Ntvnews.id, Jakarta - Rencana Israel untuk memperluas serangan militernya di Jalur Gaza dinilai berpotensi memperburuk krisis kemanusiaan di wilayah tersebut dan memicu ketegangan yang lebih besar di kawasan Timur Tengah. Peringatan ini disampaikan oleh pemerintah Rusia pada Sabtu, 9 Agustus 2025.
Pernyataan tersebut muncul setelah Perdana Menteri Israel, Benjamin Netanyahu, pada Kamis sebelumnya, menyatakan niatnya untuk mengambil alih seluruh wilayah Gaza demi membentuk perimeter keamanan. Setelah itu, wilayah tersebut akan diserahkan kepada bentuk “pemerintahan sipil” yang baru.

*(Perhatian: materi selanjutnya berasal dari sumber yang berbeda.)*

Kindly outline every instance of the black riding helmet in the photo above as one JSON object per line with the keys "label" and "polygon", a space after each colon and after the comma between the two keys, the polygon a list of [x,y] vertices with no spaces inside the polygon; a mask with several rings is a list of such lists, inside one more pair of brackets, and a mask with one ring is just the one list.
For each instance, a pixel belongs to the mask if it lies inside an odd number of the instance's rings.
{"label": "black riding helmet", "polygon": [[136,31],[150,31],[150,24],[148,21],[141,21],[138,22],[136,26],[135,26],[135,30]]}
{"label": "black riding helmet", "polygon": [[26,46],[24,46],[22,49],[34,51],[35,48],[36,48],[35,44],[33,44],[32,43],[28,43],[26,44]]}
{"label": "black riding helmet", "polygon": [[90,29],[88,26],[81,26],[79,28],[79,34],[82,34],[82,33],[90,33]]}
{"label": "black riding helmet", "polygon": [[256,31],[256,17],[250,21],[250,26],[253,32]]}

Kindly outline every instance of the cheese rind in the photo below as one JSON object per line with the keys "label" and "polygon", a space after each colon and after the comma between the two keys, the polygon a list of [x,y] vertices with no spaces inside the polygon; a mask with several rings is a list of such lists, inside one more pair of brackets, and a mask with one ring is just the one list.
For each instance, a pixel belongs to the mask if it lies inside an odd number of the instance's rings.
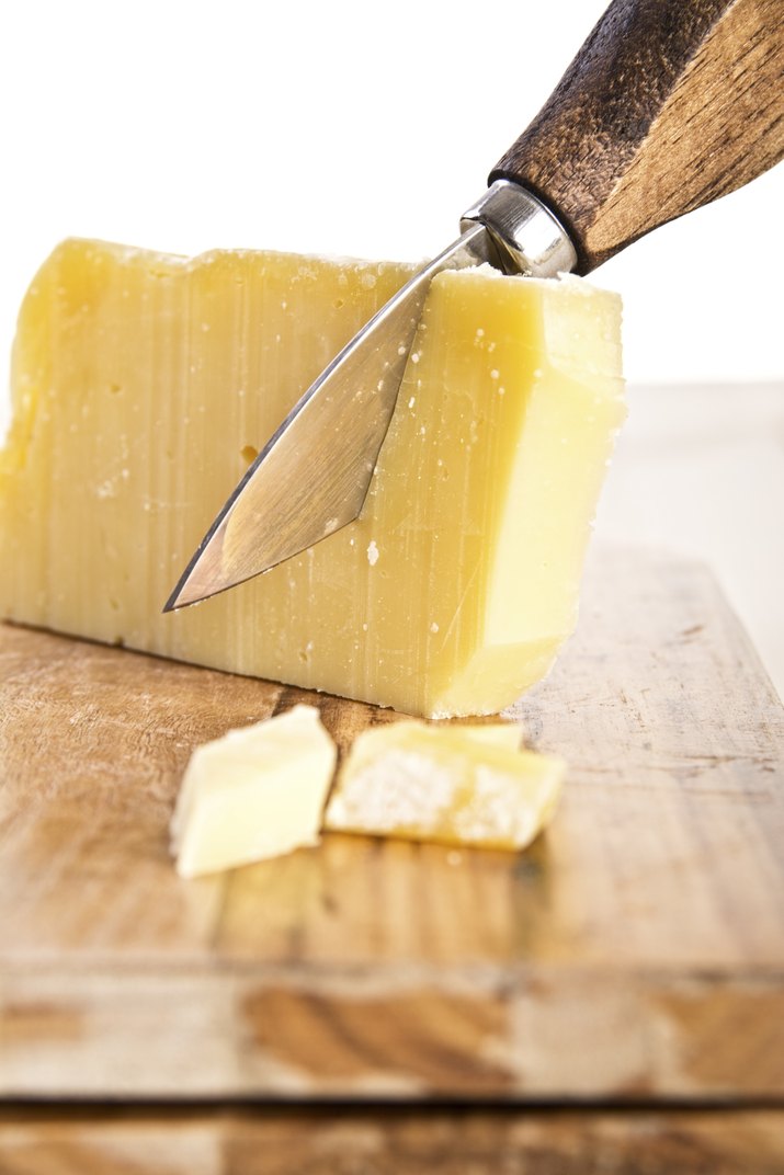
{"label": "cheese rind", "polygon": [[409,273],[62,244],[19,322],[0,613],[414,714],[514,701],[574,629],[624,415],[618,300],[576,280],[440,275],[362,516],[161,615],[255,452]]}
{"label": "cheese rind", "polygon": [[315,706],[294,706],[193,752],[172,818],[183,878],[319,844],[337,748]]}
{"label": "cheese rind", "polygon": [[564,773],[562,759],[494,745],[481,727],[395,723],[355,740],[324,827],[523,848],[552,818]]}

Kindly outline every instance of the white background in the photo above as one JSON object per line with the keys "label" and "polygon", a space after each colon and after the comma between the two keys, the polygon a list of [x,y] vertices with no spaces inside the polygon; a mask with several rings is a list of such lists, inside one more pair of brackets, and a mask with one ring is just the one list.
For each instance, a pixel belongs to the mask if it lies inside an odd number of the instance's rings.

Pada hari berikutnya, kantor Netanyahu mengonfirmasi bahwa kabinet keamanan Israel telah memberikan persetujuan terhadap rencana tersebut, yang mencakup upaya untuk menumpas Hamas dan merebut kendali penuh atas Kota Gaza.
Juru bicara Kementerian Luar Negeri Rusia, Maria Zakharova, dalam pernyataan resminya menyampaikan keprihatinan mendalam terhadap dampak kebijakan tersebut.

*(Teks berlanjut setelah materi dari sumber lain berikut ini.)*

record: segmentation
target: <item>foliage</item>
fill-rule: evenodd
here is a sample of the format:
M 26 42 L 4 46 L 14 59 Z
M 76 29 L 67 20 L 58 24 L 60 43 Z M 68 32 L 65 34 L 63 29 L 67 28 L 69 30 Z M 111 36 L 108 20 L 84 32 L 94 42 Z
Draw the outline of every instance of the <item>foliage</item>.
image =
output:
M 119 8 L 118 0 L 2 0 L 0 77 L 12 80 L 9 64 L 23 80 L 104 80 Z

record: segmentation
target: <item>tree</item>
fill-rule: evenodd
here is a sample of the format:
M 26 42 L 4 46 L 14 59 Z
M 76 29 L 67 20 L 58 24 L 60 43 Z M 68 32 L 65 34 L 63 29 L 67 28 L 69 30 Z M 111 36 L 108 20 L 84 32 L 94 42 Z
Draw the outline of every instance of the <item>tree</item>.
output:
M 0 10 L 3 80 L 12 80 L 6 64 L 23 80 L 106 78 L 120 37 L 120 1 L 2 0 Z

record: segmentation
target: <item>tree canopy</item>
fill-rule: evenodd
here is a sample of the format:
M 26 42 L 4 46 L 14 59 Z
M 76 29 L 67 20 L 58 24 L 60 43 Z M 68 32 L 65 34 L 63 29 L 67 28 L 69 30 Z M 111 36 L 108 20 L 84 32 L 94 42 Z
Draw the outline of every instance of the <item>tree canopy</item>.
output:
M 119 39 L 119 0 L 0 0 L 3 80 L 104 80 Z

"Pelaksanaan keputusan dan rencana semacam itu, yang memicu kecaman dan penolakan, berisiko memperparah situasi yang sudah sangat dramatis di wilayah Palestina itu, yang menunjukkan semua tanda-tanda bencana kemanusiaan," ujarnya.
Zakharova juga menambahkan bahwa rencana tersebut dapat merusak berbagai inisiatif global yang bertujuan mengurangi konflik dan memperburuk stabilitas regional.
"Menurut dia, langkah itu akan sangat merusak upaya internasional untuk meredakan konflik dan menimbulkan konsekuensi negatif yang serius bagi stabilitas kawasan," katanya.
Seiring dengan itu, Israel kini menghadapi tekanan global yang semakin besar akibat operasi militer yang dijalankan di Gaza, yang banyak pihak anggap sebagai bentuk genosida. Sejak pecahnya konflik pada Oktober 2023, lebih dari 61.000 warga Palestina dilaporkan telah tewas. Serangan intensif dari militer Israel juga telah menghancurkan wilayah tersebut, memperburuk kondisi kemanusiaan, dan menyebabkan kelaparan massal.